Welcome to our capstone project "smart surveillance" for our Master of Applied Data Science from the University of Michigan School of Information.
The authors Akshar and Sandro formed a team to reduce annoying alerts of our current survaillance system by applying computer vison to identify if a tracked person on the video stream is unkown.
A detailed report blog can be viewed and the the data can be explored interactively
One of the biggest challenges that we faced early in our project was that there was no dataset "in the wild" that we could use for implementing our project since we wanted to personalize our system to actual users' environments which meant that we would need to know the personalization features to apply. Therefore, all of the data that we would need for training, testing, and evaluation would have to come from our own devices and sources. Here, our team member, Sandro generously offered his own home and camera setup to be the source of our dataset and fulfill our data requirements.
The streaming video feeds use a set of off-the-shelf IP cameras (Reolink RLC-423) and are run 24x7. There are actually a set of 6 cameras capturing video streams but our project will focus on a single stream from the camera labeled Eingang (translated to entrance). The stream is stored in a local storage array that has the capacity to store a few weeks worth of data.
As one can see on our building blocks of our current system below - it is a more complex and interdependent system which we accomplished on our local machines. However, it is difficult for us to make sure that all components of this system is reproducible without any error on another system in that short time. Therefore, we appologize for any inconvinience you may experience during the compilation of our system and are happy to hear any complications. We tried our best to document the different steps to compile the system. Neverteless, we hope we can provide you a better understanding about what we have archived with this repository together with our detailed report and our analysis tool. In future we will defnetly continue working on this repository and are happy about any feedback.
you just need to recreate our conda enviroment
# recreate our conda enviroment
conda env create -f smart_surveillance.yml
# activate our conda enviroment
conda activate smart_surveillance
Any Reolink camera that has a web UI should be compartible with our system eg.:
- RLC-423 (validated on our own cameras)
- RLC-411WS
- RLC-420-5MP
- RLC-410-5MP
- RLC-520
- C1-Pro
- D400
you just need to create a secrets.cfg file in the smart_surveillance folder that contains the credentials for each Reolink camera you want to access
# sudo nano smart_surveillance/secrets.cfg
Now you should be able to access your Reolink camera. The script below will provide you the concrete coordinates of the interest areas you have setted via the official Reolink app and will log any incoming alert that was triggered by the camera. This we have used in our project to compare our system against the alerts coming directly from the camera (02_evaluation_of_alerting_system.ipynb). Remember we want to reduce the annoying false positive alerts of the alerting system built in the Reolink camera. Therefore, we need the alerts coming from the camera directly as reference.

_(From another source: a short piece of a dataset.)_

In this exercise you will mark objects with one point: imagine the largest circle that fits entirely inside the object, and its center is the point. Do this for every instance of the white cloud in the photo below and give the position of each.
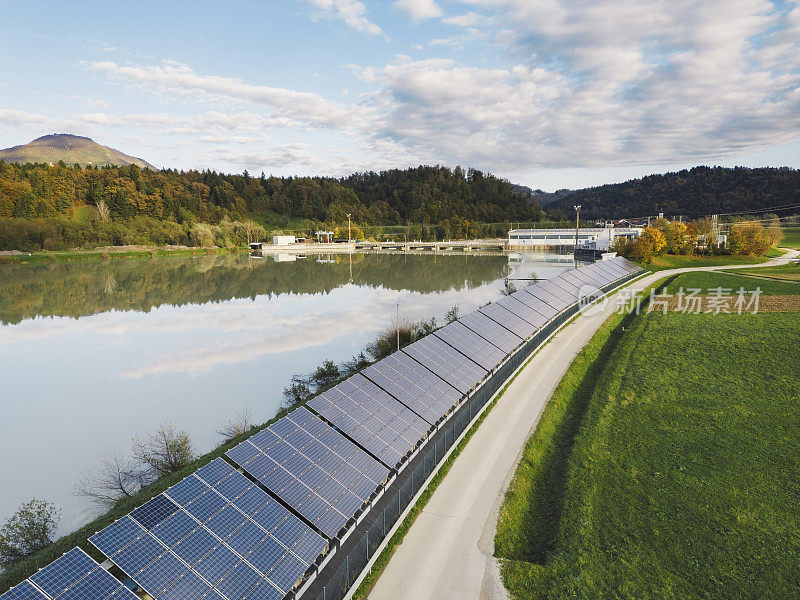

# $source need to be replaced by the camera name setted in the secrets.cfg file e.g. camera1
python Reolink/motion_alert.py -s $source -c smart_surveillance/secrets.cfg -o Reolink/log/ &
In the Reolink/log/ folder you can review the output of these monitored events coming from the camera.
Here we need to compile the multi object tracker we have customized from FastMOT
Make sure to have nvidia-docker installed. The image requires NVIDIA Driver version >= 450 for Ubuntu 18.04 and >= 465.19.01 for Ubuntu 20.04. We have built and tested it stabely with Driver version 510.47.03 and CUDA Version 11.6 for a RTX-3080/3090 GPU equipped Ubuntu 20.04 server:
# change directory
cd smart_surveillance/
# build docker
docker build --build-arg TRT_IMAGE_VERSION=21.05 -t fastmot:latest .
# for displaying within docker
xhost local:root
Now we can check if the driver was installed correctly
# check driver
sudo docker run --gpus all nvidia/cuda:11.0-base nvidia-smi
Now we can compile the docker by going in the plugin folder and compile it using make
cd fastmod/plugins
then you need to go in the scripts/ folder and run download_models.sh to fetch all the model files
cd scripts/
Now we should be able to launch the docker in an interactive mode - Lets test it via
# run/open docker
docker run --gpus all --rm -it -v $(pwd):/usr/src/app/FastMOT -v /tmp/.X11-unix:/tmp/.X11-unix -e DISPLAY=unix$DISPLAY -e TZ=$(cat /etc/timezone) fastmot:latest
check if you have cv2 available within the launched interactive docker if not you need to install cv2 via wheel within the docker to get all dependencies otherwise it will not work becuase GSTREAMER support for videocapture is not given otherwise
pip install --no-binary opencv-python opencv-python
try if you can run the tracker on a test video just copy paste any video of your choice (with some people walking around) anywhere in the dockers filesystem
python3 app.py --input-uri fastmod/REC_84194.mov --mot -o test.mp4
in case you had to manually install a dependency within the docker e.g. cv2 rember the id of the container indicated in the prompt root@containerID and leave the interactive docker via the command exit
In order to display a list of launched containers including yours you need to execute
sudo docker ps -a
Finally, create a new image by committing the changes using the following syntax
# sudo docker commit [CONTAINER_ID] [new_image_name]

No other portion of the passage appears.